Outside official proceedings, tens of thousands joined torch-lit processions and silent marches across Valencia and nearby towns. In a symbolic act, 229 emergency foil blankets—one for each person killed in the Valencia region—were placed in public squares to highlight the scale of the loss. Families and residents continued to press for accountability amid ongoing court inquiries into Mazón’s conduct and whereabouts during the emergency, prompted by reports that he spent hours at a lunch when he was expected at an emergency meeting; Mazón denies wrongdoing and says he remained informed by phone but has declined to release details or the restaurant bill.

The floods were produced by a DANA (Depresión Aislada en Niveles Altos) weather event that unleashed torrents of rain and sudden flash flooding, in some places delivering the equivalent of a year’s precipitation within hours. The deluge swept away infrastructure, vehicles and people, inundated homes and underground car parks, and left recovery efforts ongoing a year later: search teams were still recovering victims as recently as last week, many buildings still bear flood marks, elevators remain out of service in some suburbs, and psychological trauma persists among survivors.

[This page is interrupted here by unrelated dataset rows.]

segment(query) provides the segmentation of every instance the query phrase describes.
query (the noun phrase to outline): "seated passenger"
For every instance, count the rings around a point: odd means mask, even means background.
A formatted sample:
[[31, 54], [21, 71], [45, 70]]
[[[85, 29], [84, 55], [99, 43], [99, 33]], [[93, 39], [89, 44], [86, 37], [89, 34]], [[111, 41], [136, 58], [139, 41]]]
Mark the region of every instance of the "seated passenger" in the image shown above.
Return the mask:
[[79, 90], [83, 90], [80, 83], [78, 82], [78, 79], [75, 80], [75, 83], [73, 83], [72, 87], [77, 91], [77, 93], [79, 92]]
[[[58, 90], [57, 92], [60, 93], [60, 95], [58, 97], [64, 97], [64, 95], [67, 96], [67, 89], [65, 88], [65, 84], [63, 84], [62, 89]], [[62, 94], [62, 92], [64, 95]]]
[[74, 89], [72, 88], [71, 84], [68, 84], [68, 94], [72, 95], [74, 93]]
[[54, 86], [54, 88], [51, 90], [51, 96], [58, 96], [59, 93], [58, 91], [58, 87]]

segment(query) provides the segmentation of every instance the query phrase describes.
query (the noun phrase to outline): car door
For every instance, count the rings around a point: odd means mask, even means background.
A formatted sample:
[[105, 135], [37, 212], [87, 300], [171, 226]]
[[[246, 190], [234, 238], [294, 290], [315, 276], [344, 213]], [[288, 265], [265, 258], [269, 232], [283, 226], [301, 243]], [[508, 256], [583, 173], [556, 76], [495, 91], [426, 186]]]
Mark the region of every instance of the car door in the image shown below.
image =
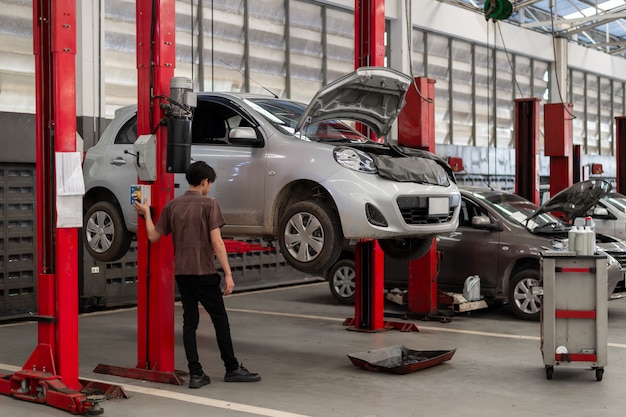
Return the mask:
[[460, 292], [471, 275], [480, 276], [481, 288], [495, 288], [498, 284], [500, 232], [472, 226], [474, 216], [488, 213], [463, 196], [459, 227], [437, 238], [437, 249], [442, 253], [437, 283], [442, 289]]
[[[130, 185], [137, 184], [137, 170], [133, 143], [137, 140], [137, 118], [127, 120], [118, 130], [109, 146], [102, 149], [101, 157], [93, 156], [101, 162], [96, 185], [107, 184], [107, 188], [115, 194], [123, 211], [124, 219], [132, 225], [137, 223], [137, 213], [130, 205]], [[94, 148], [93, 153], [100, 151]]]
[[[229, 131], [243, 126], [255, 128], [261, 146], [229, 142]], [[225, 234], [254, 235], [263, 226], [267, 149], [263, 145], [258, 123], [241, 106], [224, 98], [199, 101], [192, 122], [191, 159], [205, 161], [217, 174], [209, 196], [219, 202], [227, 223]], [[185, 188], [184, 184], [180, 186]]]

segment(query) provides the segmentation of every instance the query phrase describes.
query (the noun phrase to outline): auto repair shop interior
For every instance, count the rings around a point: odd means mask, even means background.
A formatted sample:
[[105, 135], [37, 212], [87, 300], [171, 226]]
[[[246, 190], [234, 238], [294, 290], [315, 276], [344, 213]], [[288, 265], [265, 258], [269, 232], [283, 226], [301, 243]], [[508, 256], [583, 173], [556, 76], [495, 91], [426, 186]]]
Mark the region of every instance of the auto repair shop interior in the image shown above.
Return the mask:
[[[3, 416], [623, 414], [625, 1], [0, 5]], [[132, 208], [199, 160], [255, 384]]]

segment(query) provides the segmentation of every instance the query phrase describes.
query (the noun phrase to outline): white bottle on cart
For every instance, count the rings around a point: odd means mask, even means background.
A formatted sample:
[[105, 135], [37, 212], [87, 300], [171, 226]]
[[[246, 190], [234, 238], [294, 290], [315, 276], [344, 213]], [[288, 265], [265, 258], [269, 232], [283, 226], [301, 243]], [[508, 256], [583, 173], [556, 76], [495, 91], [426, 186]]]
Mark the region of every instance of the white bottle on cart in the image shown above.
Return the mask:
[[576, 243], [575, 243], [576, 255], [578, 256], [586, 255], [587, 237], [588, 237], [588, 234], [585, 232], [584, 226], [583, 227], [576, 226]]

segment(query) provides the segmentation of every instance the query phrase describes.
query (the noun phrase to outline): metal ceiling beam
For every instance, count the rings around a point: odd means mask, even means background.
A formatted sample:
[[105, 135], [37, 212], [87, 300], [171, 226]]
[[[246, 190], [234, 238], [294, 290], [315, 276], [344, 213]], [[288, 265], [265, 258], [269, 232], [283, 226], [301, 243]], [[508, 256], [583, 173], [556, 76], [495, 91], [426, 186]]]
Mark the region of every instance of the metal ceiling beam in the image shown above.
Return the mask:
[[[579, 17], [576, 19], [563, 19], [561, 17], [555, 17], [554, 22], [557, 26], [559, 25], [571, 26], [571, 25], [577, 25], [578, 23], [587, 23], [587, 22], [595, 22], [597, 23], [597, 25], [595, 26], [600, 26], [606, 23], [607, 21], [613, 22], [615, 20], [624, 19], [624, 18], [626, 18], [626, 12], [617, 13], [617, 14], [611, 15], [610, 17], [608, 17], [606, 13], [602, 15]], [[551, 25], [552, 25], [551, 20], [544, 20], [544, 21], [537, 21], [537, 22], [532, 22], [532, 23], [522, 23], [520, 26], [523, 28], [535, 28], [539, 26], [551, 26]], [[582, 30], [587, 30], [589, 28], [590, 28], [589, 26], [585, 26], [584, 28], [582, 28]], [[580, 30], [580, 29], [581, 28], [579, 27], [575, 28], [575, 30]]]

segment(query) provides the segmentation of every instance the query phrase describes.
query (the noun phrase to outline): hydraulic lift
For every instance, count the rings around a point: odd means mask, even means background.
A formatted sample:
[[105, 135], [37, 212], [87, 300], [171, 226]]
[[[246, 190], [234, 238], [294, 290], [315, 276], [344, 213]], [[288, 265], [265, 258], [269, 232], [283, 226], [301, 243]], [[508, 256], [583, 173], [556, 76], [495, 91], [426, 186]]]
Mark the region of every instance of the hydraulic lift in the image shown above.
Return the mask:
[[550, 195], [574, 183], [573, 108], [571, 103], [543, 106], [544, 153], [550, 157]]
[[626, 154], [626, 116], [615, 118], [615, 155], [617, 157], [617, 184], [618, 193], [626, 193], [626, 169], [620, 163], [620, 155]]
[[[355, 67], [385, 65], [384, 0], [355, 0]], [[434, 84], [416, 78], [398, 117], [398, 144], [435, 151]], [[414, 87], [414, 88], [413, 88]], [[449, 302], [437, 288], [439, 253], [436, 240], [426, 255], [409, 261], [409, 312], [435, 315], [440, 302]], [[419, 331], [412, 323], [384, 320], [385, 258], [376, 241], [360, 241], [355, 248], [355, 316], [344, 321], [350, 329]]]
[[[76, 0], [33, 1], [36, 78], [38, 344], [0, 393], [73, 414], [98, 415], [120, 387], [78, 377], [78, 231], [82, 170], [76, 152]], [[77, 224], [78, 223], [78, 224]]]
[[[167, 133], [184, 130], [186, 124], [181, 121], [172, 125], [166, 114], [176, 64], [176, 1], [137, 0], [136, 5], [137, 135], [156, 136], [156, 178], [146, 181], [139, 177], [138, 182], [150, 187], [150, 206], [156, 221], [165, 203], [174, 198], [173, 172], [179, 172], [172, 169], [172, 159], [168, 157]], [[181, 376], [185, 372], [174, 369], [172, 240], [163, 236], [151, 244], [145, 222], [139, 218], [137, 248], [137, 364], [135, 367], [99, 364], [94, 372], [182, 385]]]

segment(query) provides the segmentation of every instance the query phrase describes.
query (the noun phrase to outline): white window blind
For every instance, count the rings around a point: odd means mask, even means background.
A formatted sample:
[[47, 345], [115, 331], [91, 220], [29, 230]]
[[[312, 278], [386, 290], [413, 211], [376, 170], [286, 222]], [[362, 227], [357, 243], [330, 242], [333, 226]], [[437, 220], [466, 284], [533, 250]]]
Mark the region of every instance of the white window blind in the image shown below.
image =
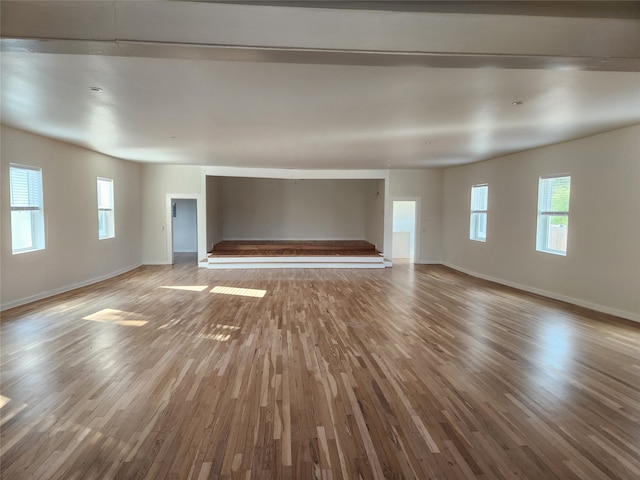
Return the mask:
[[471, 187], [471, 219], [469, 238], [479, 242], [487, 241], [487, 210], [489, 204], [489, 185]]
[[98, 238], [115, 237], [113, 212], [113, 180], [98, 178]]
[[42, 208], [42, 170], [40, 168], [10, 165], [11, 208]]
[[9, 190], [12, 253], [42, 250], [45, 245], [42, 169], [10, 164]]
[[540, 177], [538, 185], [538, 251], [567, 254], [571, 176]]

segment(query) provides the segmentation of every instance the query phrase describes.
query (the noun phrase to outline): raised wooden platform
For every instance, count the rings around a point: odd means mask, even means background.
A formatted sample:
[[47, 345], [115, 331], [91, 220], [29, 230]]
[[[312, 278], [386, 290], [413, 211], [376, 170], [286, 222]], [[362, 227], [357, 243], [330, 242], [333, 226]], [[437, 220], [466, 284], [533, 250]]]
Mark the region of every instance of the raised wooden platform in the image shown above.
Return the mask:
[[225, 240], [216, 244], [209, 254], [219, 256], [296, 256], [296, 255], [358, 255], [379, 256], [376, 247], [363, 240]]
[[209, 253], [208, 267], [227, 268], [384, 268], [374, 245], [361, 240], [223, 241]]

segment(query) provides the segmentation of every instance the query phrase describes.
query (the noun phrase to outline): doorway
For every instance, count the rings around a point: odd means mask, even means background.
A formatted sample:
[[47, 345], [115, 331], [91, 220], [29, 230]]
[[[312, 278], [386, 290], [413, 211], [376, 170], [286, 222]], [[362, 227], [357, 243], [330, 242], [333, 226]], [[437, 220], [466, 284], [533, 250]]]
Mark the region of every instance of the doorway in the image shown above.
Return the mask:
[[391, 252], [393, 260], [414, 263], [416, 259], [417, 228], [416, 200], [393, 201], [393, 237]]
[[[198, 208], [195, 199], [171, 199], [172, 263], [197, 261]], [[177, 257], [177, 258], [176, 258]]]

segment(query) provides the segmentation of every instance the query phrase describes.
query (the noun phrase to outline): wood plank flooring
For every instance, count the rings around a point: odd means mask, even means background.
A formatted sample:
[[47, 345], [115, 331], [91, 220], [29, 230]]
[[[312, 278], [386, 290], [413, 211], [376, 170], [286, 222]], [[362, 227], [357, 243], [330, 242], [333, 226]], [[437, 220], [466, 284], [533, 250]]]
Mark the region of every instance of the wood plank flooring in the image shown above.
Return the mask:
[[636, 324], [441, 266], [195, 260], [3, 312], [3, 479], [640, 478]]

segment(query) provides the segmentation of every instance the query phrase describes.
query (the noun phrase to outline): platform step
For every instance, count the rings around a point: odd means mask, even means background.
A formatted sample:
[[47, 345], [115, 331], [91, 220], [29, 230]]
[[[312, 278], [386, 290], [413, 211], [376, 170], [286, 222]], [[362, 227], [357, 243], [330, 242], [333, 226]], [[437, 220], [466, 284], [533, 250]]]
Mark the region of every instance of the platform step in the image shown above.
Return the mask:
[[295, 255], [284, 256], [236, 256], [225, 255], [223, 257], [209, 257], [209, 263], [382, 263], [381, 255], [367, 257], [352, 257], [348, 255]]
[[212, 270], [258, 269], [258, 268], [385, 268], [384, 262], [209, 262]]
[[330, 256], [224, 256], [209, 257], [207, 267], [211, 269], [238, 268], [385, 268], [382, 255], [369, 257], [351, 257], [346, 255]]

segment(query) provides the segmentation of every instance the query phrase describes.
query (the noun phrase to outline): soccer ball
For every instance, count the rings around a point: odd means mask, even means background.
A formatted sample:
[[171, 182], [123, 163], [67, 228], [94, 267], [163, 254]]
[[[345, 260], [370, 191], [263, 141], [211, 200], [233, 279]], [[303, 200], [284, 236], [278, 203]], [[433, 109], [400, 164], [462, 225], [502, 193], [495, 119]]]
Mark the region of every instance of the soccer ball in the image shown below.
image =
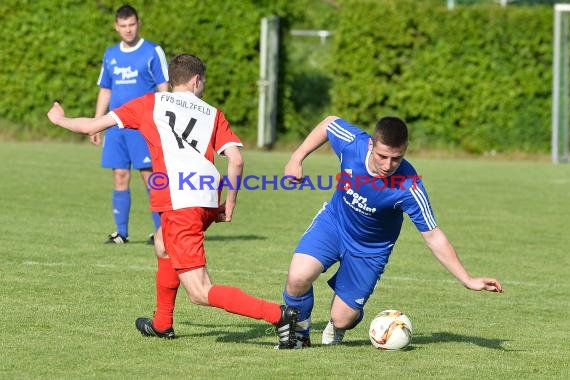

Government authorities have allocated over €8 billion in relief and approved an additional €5 billion in loan guarantees for reconstruction, but many residents say recovery is incomplete. Investigations and public inquiries point to delayed evacuation warnings, weak inter-agency coordination and systemic emergency-management shortcomings. Polling indicates that roughly three-quarters of Valencians believe Mazón should resign.

Legal probes into the chain of command and civil-defence procedures continue as Spain grapples with policy and accountability questions raised by what investigators and survivors describe as the country’s most deadly flooding in more than five decades.